There is nothing in it savouring of the old bards or their poetry, nor having references to Merlyanisms, but a bare and sober relation of matter of fact.
II. As to the description of the Passion and Resurrection of our Saviour, I cannot again but admire, that it is so unpolluted with the Arian or Pelagian heresies. There are, it is true, some inoffensive and harmless traditions, and a word may be let slip of the Virgin Mary; and in those traditions you may observe the concurrence of others.

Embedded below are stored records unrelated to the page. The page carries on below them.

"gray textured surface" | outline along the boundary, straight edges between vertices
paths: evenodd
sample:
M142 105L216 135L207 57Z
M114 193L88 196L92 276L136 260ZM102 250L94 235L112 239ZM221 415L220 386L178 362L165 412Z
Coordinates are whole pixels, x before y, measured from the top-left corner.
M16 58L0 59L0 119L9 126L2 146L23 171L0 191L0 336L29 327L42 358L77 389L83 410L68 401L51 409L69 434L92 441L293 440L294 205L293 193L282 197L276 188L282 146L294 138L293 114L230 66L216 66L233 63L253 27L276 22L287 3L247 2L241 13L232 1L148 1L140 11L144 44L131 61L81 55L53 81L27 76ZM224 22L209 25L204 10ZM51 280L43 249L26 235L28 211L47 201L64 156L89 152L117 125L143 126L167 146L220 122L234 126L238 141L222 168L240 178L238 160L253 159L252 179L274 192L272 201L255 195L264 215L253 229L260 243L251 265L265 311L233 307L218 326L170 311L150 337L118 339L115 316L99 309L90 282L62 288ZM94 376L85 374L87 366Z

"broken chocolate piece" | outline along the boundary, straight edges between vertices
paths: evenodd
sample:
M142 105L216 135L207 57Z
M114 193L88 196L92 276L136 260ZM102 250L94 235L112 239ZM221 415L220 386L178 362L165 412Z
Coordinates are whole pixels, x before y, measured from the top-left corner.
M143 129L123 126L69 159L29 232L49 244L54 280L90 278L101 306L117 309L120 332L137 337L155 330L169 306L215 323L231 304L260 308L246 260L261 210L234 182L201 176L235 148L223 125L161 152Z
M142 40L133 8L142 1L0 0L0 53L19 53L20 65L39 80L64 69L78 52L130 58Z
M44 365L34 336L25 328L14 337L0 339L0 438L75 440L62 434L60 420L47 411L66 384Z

And, first, concerning this Longis: it is to be inquired whether he be not that Longinus mentioned in our Calendar on the fifteenth of March, or that Longinus on the first of December; for of Longinus there is the same history to be found in Picinellus his Mundus Symbolicus;[26] whose words are, D. P. Comestor ad Longinum vitiosos et caligantes fuisse oculos, cum vero fluentem in Christi latere sanguinem casu illis admovisset, videndi acumen recepisse. In eandem Septentiam canit S. G. Nazian-zenus.[27]
Ubi fixit hastam, defluentis sanguinis
Tinctam liquore, et ecce! ut utraque manu
Hausit, oculosque hoc ungit hinc ut scilicet
Detergat oculum nocte, que cera legit, &c.